What is the change in internal energy of a system that does 7.02 kj of work and absorbs 888 j of heat?
delta E = q + w
7.02 is negative since the system does work. q is + since the system absorbs heat.
To determine the change in internal energy of a system, you can use the first law of thermodynamics, which states that the change in internal energy (ΔU) is equal to the heat (Q) absorbed or released by the system minus the work (W) done by or on the system.
The formula is: ΔU = Q - W
Given:
Q = 888 J (heat absorbed by the system)
W = 7.02 kJ = 7.02 × 10^3 J (work done by the system)

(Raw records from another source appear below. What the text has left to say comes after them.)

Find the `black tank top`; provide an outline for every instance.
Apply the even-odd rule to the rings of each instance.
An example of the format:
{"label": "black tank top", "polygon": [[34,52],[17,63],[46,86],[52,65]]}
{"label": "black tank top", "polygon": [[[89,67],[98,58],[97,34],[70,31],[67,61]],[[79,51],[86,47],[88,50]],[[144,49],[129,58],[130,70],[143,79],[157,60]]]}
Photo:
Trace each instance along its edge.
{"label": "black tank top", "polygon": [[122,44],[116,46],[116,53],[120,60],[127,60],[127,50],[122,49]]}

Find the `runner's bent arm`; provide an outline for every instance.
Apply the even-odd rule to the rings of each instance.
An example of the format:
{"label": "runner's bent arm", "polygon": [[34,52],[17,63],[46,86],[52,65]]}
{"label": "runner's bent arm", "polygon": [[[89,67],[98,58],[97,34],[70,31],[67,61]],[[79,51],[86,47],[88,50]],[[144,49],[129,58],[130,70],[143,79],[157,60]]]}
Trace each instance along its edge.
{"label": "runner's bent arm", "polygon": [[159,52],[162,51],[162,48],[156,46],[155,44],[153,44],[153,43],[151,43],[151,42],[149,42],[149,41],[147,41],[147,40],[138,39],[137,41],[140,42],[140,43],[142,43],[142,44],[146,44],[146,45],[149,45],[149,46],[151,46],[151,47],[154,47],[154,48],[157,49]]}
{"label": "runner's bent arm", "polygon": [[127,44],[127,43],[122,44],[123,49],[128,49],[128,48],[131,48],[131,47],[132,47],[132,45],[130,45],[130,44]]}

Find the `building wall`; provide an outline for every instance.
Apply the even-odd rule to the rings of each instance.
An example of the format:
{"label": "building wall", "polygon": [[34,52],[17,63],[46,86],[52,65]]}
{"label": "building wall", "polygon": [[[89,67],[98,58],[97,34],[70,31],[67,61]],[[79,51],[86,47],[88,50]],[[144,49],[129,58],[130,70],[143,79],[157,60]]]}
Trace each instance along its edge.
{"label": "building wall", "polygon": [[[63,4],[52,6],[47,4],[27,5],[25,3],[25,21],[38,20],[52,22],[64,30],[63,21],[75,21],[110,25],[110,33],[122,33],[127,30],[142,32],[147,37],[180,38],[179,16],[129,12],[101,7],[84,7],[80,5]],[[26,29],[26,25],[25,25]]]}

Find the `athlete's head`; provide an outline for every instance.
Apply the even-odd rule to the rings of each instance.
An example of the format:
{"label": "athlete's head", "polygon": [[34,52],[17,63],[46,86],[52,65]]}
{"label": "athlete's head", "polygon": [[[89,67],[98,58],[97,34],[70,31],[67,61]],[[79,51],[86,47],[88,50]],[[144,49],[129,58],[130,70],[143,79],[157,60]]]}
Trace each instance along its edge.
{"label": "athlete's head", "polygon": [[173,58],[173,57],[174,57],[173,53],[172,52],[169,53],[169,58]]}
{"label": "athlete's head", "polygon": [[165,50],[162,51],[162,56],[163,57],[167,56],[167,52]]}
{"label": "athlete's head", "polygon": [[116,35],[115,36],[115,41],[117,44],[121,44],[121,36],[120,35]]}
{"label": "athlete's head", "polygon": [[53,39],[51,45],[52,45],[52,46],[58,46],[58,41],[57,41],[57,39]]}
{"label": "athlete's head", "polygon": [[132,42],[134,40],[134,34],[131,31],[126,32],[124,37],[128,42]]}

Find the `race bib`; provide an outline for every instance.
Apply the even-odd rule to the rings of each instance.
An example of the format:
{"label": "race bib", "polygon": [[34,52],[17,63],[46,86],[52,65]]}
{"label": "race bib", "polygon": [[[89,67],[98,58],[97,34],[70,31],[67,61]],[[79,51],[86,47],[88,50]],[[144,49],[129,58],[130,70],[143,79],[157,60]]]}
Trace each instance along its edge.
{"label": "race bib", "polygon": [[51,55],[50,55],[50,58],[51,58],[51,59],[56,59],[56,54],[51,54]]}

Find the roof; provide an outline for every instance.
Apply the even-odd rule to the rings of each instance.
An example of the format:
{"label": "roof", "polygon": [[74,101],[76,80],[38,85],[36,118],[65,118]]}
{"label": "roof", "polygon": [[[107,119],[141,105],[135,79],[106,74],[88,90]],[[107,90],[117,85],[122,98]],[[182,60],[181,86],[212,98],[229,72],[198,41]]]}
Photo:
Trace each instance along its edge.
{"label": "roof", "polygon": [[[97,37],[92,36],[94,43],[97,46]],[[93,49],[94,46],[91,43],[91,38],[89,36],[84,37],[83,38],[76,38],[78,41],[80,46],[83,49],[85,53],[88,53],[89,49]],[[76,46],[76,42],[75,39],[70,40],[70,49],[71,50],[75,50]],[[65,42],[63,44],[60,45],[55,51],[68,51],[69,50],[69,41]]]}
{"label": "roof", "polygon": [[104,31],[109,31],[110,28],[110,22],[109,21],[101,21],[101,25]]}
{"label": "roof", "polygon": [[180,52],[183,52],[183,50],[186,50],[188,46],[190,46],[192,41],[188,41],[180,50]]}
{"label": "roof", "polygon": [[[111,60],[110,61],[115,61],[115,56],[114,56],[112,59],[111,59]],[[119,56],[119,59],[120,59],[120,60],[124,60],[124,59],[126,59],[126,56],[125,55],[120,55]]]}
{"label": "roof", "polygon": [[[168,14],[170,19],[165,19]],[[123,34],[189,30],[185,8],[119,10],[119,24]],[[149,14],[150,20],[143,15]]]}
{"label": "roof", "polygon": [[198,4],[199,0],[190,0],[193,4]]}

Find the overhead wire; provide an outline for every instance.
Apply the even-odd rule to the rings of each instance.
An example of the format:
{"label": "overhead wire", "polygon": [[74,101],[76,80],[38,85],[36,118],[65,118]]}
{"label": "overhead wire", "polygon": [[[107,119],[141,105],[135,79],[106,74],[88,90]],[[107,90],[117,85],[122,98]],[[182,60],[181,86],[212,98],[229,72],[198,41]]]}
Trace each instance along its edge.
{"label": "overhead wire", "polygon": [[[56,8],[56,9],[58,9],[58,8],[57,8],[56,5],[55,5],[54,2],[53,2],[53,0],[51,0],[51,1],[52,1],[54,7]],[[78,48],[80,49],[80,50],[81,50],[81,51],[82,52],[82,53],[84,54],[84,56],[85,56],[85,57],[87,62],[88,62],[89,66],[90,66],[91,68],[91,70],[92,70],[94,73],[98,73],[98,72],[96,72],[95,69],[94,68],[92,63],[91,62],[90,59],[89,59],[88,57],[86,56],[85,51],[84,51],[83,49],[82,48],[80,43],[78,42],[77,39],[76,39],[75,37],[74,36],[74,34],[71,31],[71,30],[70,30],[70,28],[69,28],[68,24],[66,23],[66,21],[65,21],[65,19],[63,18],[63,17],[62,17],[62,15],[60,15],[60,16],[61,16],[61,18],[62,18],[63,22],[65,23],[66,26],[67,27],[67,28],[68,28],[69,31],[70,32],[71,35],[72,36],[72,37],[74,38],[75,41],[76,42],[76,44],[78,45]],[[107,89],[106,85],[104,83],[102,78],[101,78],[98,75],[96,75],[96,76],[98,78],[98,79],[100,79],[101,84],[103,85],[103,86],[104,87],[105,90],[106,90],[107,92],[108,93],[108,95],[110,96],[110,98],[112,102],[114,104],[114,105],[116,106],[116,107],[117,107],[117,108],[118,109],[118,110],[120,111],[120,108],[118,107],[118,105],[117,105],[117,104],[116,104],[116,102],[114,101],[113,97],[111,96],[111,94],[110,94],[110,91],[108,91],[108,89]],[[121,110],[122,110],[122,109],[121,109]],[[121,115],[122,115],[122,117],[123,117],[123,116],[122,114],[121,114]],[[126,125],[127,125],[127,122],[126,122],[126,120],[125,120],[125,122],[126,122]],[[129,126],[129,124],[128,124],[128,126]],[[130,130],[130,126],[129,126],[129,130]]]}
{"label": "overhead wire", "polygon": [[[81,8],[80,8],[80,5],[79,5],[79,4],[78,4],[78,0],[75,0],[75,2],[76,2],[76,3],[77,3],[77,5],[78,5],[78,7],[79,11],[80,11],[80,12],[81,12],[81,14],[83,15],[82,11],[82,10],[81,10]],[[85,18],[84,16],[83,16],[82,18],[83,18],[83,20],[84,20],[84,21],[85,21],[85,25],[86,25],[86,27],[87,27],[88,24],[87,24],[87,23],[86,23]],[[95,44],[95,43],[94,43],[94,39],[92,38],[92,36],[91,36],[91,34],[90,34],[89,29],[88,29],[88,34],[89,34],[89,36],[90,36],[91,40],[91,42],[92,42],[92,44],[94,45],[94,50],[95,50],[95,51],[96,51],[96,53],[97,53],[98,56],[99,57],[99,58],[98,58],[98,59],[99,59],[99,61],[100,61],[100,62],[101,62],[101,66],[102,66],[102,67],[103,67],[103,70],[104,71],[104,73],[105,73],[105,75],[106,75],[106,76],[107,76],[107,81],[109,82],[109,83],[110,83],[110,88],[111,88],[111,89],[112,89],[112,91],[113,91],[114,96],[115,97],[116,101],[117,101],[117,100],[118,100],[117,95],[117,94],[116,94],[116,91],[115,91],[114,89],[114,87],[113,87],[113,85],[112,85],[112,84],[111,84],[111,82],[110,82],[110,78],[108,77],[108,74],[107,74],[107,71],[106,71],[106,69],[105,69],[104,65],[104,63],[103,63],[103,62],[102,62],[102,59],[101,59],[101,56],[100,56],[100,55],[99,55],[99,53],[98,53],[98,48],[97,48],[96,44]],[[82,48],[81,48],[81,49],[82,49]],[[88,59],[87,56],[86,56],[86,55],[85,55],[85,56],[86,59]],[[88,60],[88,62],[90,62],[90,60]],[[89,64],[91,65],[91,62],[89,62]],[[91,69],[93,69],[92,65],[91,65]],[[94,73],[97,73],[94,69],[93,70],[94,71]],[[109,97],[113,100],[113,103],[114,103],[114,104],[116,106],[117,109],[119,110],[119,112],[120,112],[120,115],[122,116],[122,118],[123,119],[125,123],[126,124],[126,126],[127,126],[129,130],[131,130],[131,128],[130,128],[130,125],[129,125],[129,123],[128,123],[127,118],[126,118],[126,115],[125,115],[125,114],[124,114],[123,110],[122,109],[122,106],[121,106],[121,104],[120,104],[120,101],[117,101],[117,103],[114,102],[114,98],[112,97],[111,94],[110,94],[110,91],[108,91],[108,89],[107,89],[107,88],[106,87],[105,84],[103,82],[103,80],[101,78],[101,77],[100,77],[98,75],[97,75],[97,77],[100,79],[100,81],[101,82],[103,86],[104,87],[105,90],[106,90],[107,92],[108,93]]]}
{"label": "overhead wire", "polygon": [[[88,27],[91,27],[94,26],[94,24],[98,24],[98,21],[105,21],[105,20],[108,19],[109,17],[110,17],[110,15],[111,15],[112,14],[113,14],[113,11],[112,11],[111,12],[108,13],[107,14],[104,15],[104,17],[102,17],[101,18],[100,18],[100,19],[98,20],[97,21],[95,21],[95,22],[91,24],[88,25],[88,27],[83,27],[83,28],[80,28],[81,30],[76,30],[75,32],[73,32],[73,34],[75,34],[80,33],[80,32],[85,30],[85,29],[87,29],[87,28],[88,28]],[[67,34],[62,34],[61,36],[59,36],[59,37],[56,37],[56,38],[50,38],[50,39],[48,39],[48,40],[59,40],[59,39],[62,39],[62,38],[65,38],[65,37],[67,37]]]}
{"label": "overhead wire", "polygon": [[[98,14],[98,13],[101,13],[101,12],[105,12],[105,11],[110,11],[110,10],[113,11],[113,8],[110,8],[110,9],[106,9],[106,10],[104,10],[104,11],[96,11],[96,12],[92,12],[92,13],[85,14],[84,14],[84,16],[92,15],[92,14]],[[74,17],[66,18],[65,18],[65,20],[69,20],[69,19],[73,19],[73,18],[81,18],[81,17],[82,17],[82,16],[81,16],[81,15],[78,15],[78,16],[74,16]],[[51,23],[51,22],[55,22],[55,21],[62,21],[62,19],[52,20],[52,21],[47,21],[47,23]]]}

Substituting the given values into the formula, we can calculate the change in internal energy:
ΔU = 888 J - 7.02 × 10^3 J
To perform the subtraction, we need to convert 7.02 kJ into J:
7.02 kJ = 7.02 × 10^3 J
Now we can calculate the change in internal energy:
ΔU = 888 J - 7.02 × 10^3 J
Simplifying the equation further:
ΔU = -6.13 × 10^3 J
Therefore, the change in internal energy of the system is -6.13 × 10^3 J.
To find the change in internal energy of a system, we can use the first law of thermodynamics, also known as the law of conservation of energy:
ΔU = Q - W
where ΔU is the change in internal energy, Q is the heat absorbed by the system, and W is the work done by the system.
Given:
Q = 888 J (heat absorbed by the system)
W = 7.02 kJ (work done by the system)
First, we need to convert the work value from kilojoules to joules since the heat is given in joules.
1 kJ = 1000 J
So, 7.02 kJ = 7.02 x 1000 J = 7020 J
Now, we can plug the values into the formula:
ΔU = Q - W
ΔU = 888 J - 7020 J
Calculating the difference:
ΔU = -6132 J
So, the change in internal energy of the system is -6132 J. The negative sign implies that the system has lost energy.